Let $F: \bf{Ab} \to \bf{Set}$ be the forgetful functor. Does F preserve coequalizers for all pairs of morphisms? (not just F-split pairs)
Let me restate my question. Let $f,g :G_1 \to G_2$ be any abelian group homomorphisms. Consider the equivalence relation $\sim$ on $G_2$ generated by $f(x)\sim g(x)$ for all $x \in G_1$. Does the following always hold
$x \sim y \iff x -y \in Im(f-g)$,
or do we need the splitting condition (Barr-Beck)? If this is true I suppose that it's also true for the forgetful functors on $\bf{Grp}$ and $\bf{Vect}$. I know that it's not true in general for the forgetful functor on the category of torsion-free abelian groups, as the coequalizer in $\bf{TFAb}$ imposes more relations on the quotient. Could we characterise those categories for which this is true? (if it is true at all).
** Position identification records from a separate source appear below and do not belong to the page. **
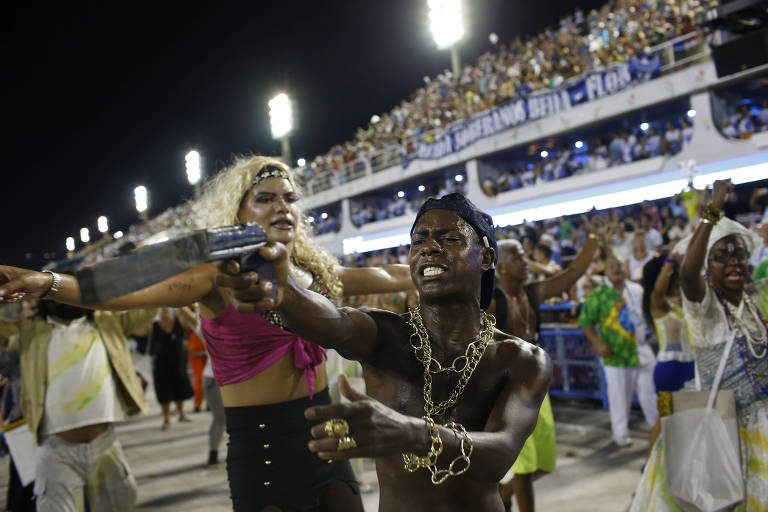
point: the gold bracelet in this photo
(461, 462)
(457, 466)
(413, 462)
(711, 213)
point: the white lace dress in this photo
(747, 376)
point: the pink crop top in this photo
(241, 346)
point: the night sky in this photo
(99, 99)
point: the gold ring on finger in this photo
(346, 443)
(336, 427)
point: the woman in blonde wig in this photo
(267, 375)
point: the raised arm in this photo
(385, 279)
(559, 283)
(659, 306)
(691, 281)
(310, 315)
(177, 291)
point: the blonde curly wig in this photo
(220, 204)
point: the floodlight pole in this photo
(456, 61)
(286, 150)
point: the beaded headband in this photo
(270, 171)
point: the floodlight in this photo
(445, 21)
(192, 161)
(280, 115)
(102, 224)
(140, 194)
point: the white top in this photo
(80, 390)
(674, 342)
(706, 320)
(636, 266)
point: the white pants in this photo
(622, 384)
(66, 471)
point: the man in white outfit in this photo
(628, 361)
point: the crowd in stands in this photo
(635, 233)
(367, 209)
(592, 154)
(744, 120)
(618, 31)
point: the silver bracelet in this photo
(54, 289)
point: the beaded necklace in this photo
(746, 340)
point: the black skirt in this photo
(268, 462)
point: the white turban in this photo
(724, 227)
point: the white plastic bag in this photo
(701, 446)
(702, 460)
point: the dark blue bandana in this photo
(480, 221)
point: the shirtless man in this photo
(408, 410)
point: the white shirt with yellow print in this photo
(80, 390)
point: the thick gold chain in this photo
(423, 352)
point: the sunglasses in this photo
(722, 255)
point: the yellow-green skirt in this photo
(539, 452)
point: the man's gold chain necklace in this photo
(422, 348)
(464, 364)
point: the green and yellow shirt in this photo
(606, 308)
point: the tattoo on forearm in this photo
(178, 285)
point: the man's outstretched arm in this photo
(310, 315)
(380, 431)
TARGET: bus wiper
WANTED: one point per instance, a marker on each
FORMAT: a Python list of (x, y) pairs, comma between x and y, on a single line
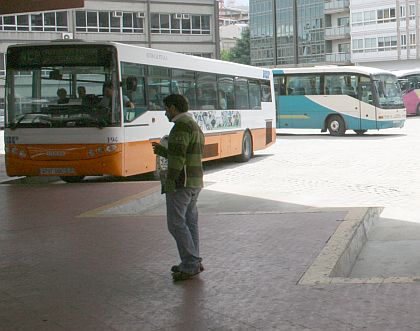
[(14, 126)]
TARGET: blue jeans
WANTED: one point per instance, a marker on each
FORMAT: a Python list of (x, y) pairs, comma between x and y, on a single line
[(182, 218)]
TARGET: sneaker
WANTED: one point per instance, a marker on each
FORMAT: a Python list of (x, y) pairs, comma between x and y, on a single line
[(175, 268), (179, 276)]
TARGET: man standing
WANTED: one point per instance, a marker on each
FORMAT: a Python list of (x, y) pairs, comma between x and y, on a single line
[(183, 184)]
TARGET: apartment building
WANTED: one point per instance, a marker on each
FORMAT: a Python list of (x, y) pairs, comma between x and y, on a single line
[(385, 34), (189, 27), (306, 32)]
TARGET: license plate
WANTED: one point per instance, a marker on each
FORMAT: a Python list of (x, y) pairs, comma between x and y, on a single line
[(56, 171)]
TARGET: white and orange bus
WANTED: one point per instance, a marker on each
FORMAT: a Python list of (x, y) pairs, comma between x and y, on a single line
[(93, 131)]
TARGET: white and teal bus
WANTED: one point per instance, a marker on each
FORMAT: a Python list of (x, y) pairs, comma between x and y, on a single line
[(111, 108), (338, 98)]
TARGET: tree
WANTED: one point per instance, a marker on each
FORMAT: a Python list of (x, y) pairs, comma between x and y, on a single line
[(241, 52)]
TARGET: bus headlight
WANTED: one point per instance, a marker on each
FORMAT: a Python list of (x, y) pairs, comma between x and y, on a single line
[(22, 154), (111, 148)]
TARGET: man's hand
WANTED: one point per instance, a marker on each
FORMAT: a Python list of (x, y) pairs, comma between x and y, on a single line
[(158, 149)]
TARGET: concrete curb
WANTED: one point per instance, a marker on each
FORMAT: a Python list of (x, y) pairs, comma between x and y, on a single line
[(336, 260)]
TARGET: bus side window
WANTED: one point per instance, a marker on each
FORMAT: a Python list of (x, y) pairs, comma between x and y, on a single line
[(266, 91)]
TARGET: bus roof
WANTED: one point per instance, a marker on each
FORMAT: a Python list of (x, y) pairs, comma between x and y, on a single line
[(151, 56), (406, 72), (332, 69)]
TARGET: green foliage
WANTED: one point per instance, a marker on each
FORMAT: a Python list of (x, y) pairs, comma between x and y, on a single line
[(240, 53)]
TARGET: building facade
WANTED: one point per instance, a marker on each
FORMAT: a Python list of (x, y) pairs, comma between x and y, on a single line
[(386, 34), (305, 32), (383, 34), (189, 27)]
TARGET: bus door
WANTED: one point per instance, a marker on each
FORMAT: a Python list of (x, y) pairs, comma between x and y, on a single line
[(367, 109)]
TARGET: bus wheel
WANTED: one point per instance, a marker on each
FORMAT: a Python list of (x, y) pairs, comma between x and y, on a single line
[(360, 132), (246, 148), (336, 125), (72, 179)]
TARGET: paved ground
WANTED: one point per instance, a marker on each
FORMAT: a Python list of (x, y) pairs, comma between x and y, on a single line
[(71, 259)]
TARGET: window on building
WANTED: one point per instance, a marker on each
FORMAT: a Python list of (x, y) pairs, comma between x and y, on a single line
[(403, 41), (109, 21), (413, 42), (357, 19), (179, 23), (2, 64), (48, 21), (343, 21), (387, 43), (369, 17), (370, 45), (412, 11), (344, 48), (357, 45), (402, 12), (386, 15)]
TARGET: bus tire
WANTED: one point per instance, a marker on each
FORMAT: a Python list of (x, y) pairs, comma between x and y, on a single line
[(72, 179), (336, 125), (247, 150), (360, 132)]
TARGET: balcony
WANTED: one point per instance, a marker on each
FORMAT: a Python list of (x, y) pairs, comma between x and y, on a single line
[(337, 32), (336, 6), (338, 58)]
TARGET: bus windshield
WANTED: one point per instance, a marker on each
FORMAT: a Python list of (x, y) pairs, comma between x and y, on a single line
[(388, 91), (61, 87)]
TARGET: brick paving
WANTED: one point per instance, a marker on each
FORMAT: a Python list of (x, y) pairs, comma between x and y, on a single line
[(59, 271)]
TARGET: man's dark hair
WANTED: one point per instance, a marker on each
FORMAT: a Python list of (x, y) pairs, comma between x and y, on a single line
[(178, 101)]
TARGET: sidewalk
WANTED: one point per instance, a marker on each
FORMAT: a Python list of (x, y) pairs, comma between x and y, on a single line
[(93, 256)]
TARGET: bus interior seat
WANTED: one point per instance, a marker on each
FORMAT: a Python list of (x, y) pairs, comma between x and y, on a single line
[(299, 91)]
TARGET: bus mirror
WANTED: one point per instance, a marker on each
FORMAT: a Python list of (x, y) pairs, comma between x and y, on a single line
[(55, 74)]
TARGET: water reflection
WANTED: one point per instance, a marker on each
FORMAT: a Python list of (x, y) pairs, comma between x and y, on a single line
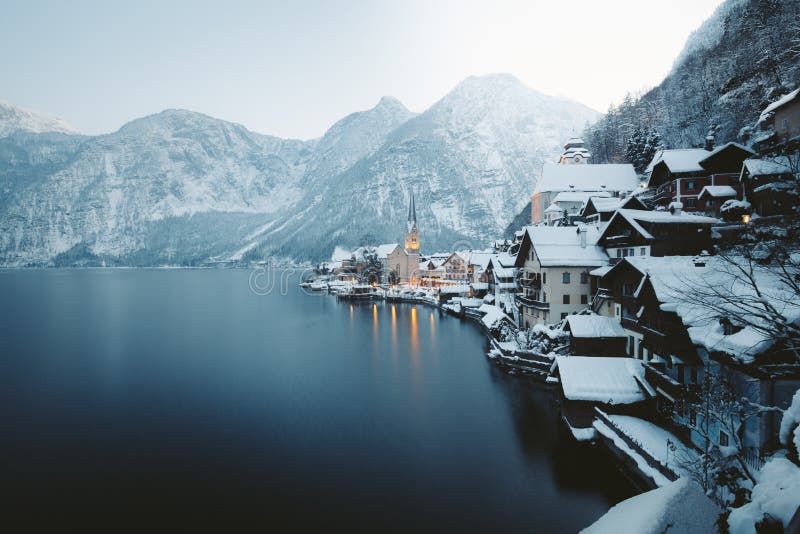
[(414, 340)]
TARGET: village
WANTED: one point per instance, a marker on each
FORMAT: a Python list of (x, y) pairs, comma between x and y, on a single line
[(662, 308)]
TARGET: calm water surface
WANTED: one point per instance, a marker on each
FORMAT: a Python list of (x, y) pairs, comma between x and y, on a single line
[(155, 398)]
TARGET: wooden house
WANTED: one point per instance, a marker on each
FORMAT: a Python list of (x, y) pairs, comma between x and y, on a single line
[(595, 335), (655, 233), (615, 385)]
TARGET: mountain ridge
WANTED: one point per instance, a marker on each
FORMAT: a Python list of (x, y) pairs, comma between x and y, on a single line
[(183, 187)]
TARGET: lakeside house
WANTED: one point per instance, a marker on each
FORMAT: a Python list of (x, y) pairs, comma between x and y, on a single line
[(555, 264), (655, 233), (768, 185), (615, 385), (612, 179), (601, 209), (684, 347), (595, 335), (679, 175)]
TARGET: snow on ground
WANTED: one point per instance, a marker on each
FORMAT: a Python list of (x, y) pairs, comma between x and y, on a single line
[(679, 506), (777, 493)]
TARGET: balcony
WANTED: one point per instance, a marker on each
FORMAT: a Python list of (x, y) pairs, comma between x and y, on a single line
[(659, 379), (530, 301), (530, 283), (631, 323), (664, 194)]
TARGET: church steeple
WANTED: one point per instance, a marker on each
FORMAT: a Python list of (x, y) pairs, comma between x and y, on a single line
[(412, 232)]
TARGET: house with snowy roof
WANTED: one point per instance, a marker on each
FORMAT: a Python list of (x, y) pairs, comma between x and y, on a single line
[(615, 385), (555, 264), (679, 175), (575, 151), (768, 185), (595, 335), (656, 233), (712, 197), (609, 178), (682, 326), (601, 209)]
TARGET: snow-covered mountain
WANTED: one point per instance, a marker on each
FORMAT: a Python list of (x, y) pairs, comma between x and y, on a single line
[(15, 119), (182, 187)]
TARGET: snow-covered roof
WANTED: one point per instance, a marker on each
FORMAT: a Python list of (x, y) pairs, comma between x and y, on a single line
[(724, 147), (594, 326), (680, 160), (561, 246), (603, 177), (579, 196), (718, 191), (553, 208), (673, 278), (481, 259), (778, 103), (492, 315), (503, 272), (601, 271), (634, 217), (455, 290), (601, 379), (385, 249), (680, 506), (605, 205), (766, 167)]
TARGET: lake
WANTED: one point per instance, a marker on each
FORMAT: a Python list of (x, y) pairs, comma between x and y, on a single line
[(182, 398)]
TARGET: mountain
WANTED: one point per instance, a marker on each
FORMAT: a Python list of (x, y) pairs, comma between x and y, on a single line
[(182, 187), (470, 159), (14, 119), (743, 57)]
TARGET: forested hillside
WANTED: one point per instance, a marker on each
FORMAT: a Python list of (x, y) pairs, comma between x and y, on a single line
[(745, 56)]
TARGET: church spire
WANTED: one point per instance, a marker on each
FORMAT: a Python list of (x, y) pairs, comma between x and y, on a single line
[(412, 210), (412, 232)]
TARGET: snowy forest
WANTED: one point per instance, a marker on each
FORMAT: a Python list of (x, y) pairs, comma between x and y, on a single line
[(745, 56)]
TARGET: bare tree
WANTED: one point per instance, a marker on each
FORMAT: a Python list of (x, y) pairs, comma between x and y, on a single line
[(755, 286)]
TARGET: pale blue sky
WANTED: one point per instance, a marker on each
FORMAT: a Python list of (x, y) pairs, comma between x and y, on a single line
[(293, 68)]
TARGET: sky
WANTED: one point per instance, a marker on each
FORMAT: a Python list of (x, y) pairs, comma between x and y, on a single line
[(292, 68)]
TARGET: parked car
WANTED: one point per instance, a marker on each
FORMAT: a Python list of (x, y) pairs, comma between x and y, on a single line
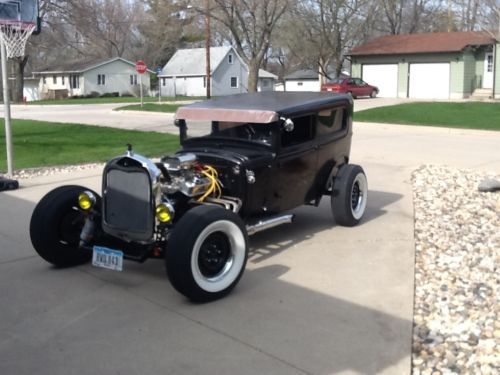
[(355, 86), (255, 157)]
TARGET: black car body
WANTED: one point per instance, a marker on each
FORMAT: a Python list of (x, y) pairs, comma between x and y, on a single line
[(261, 155)]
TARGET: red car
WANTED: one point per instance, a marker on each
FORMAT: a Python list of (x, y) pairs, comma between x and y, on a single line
[(355, 86)]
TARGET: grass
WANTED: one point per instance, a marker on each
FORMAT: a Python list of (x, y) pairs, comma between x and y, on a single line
[(471, 115), (121, 99), (38, 143), (150, 107)]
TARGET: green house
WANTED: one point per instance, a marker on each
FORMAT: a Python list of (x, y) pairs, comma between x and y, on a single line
[(452, 65)]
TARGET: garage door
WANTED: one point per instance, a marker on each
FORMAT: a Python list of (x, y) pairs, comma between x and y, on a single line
[(384, 76), (430, 81)]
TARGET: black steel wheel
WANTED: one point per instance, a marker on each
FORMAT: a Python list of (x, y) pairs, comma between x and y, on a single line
[(206, 253), (55, 227), (349, 195)]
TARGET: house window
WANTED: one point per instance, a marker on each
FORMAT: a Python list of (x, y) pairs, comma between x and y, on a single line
[(489, 63), (74, 82)]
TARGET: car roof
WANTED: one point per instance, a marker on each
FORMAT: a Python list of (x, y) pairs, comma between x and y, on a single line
[(261, 107)]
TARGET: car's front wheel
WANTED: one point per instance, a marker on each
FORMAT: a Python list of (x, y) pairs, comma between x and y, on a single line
[(349, 195), (55, 227), (206, 253)]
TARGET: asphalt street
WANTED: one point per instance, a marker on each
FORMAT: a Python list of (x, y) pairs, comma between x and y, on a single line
[(315, 299)]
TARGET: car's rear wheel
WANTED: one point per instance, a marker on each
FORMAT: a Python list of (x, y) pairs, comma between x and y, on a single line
[(206, 253), (349, 195), (55, 227)]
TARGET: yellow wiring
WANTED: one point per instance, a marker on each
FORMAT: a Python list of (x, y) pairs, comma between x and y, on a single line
[(215, 186)]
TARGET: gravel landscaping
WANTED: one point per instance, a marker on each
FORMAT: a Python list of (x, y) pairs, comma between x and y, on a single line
[(457, 283)]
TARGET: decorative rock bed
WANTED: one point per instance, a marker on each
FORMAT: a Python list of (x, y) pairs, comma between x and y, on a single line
[(457, 281)]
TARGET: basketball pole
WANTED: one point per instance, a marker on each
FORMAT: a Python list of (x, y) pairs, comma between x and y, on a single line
[(6, 105)]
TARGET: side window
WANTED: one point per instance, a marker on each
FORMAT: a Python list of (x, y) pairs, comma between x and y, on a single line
[(329, 121), (302, 132)]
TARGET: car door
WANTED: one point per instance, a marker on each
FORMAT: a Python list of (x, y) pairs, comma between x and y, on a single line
[(295, 165)]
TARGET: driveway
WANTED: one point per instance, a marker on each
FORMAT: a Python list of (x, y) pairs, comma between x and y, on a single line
[(315, 299)]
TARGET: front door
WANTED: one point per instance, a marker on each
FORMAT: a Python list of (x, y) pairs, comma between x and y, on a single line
[(488, 71)]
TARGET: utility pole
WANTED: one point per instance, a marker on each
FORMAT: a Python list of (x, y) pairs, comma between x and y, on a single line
[(207, 45)]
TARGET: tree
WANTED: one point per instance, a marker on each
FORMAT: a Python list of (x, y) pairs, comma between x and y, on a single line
[(250, 24)]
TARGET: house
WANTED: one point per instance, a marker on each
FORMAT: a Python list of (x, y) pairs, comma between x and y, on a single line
[(185, 73), (302, 80), (430, 65), (92, 78), (306, 80), (31, 89)]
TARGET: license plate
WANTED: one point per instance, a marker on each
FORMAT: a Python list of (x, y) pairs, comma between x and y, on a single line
[(107, 258)]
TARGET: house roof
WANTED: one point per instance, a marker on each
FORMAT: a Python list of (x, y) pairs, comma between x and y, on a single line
[(79, 66), (422, 43), (265, 74), (192, 61), (303, 74), (260, 107)]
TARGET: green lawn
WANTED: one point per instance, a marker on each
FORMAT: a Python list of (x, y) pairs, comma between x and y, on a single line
[(471, 115), (150, 107), (122, 99), (38, 143)]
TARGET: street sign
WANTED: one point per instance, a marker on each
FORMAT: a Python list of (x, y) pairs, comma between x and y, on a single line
[(140, 67)]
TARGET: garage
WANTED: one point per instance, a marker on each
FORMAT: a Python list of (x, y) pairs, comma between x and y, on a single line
[(384, 76), (429, 81)]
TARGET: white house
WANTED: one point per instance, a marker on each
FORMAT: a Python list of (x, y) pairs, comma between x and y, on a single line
[(302, 80), (92, 78), (31, 89), (185, 73)]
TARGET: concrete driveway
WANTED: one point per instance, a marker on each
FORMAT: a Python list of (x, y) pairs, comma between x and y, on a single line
[(315, 299)]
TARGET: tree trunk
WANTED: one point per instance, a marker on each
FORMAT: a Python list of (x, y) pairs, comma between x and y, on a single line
[(253, 75)]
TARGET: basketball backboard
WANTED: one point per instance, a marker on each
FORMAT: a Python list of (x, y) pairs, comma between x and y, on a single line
[(19, 13)]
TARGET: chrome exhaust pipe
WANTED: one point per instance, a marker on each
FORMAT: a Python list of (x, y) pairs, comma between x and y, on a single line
[(268, 223)]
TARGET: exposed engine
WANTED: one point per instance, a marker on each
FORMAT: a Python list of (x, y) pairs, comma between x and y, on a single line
[(190, 177)]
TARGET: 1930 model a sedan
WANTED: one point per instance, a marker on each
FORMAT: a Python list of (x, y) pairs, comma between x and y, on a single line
[(244, 162)]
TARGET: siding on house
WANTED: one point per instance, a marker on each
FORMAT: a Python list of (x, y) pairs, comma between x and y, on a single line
[(117, 79)]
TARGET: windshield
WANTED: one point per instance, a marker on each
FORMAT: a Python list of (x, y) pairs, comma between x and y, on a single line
[(242, 131)]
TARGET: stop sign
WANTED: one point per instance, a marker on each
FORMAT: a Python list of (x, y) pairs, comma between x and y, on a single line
[(140, 67)]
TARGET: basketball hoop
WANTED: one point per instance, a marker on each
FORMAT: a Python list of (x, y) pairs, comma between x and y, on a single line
[(14, 35)]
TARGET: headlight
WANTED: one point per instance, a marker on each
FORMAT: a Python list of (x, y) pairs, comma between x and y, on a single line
[(165, 212), (86, 200)]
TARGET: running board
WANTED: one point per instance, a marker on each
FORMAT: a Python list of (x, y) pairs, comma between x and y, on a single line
[(268, 223)]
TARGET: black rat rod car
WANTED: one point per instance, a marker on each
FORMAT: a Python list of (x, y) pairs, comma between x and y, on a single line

Consider the (somewhat generic) case of an element $a \in G$ of an abelian group $G$, seen as a homomorphism $\mathbb{Z} \to G$, $z \mapsto za$, paired with the trivial homomorphism $0 : \mathbb{Z} \to G$, $z \mapsto 0$. The equivalence relation generated by $za \sim 0$ can be described as follows: We have $g \sim g'$ iff $g=g'$ or $g,g' \in \langle a \rangle$. This is clearly much stronger than $g-g' \in \langle a \rangle$.
Apart from reflexive coequalizers, there are "almost no" coequalizers preserved by $\mathbf{Ab} \to \mathbf{Set}$.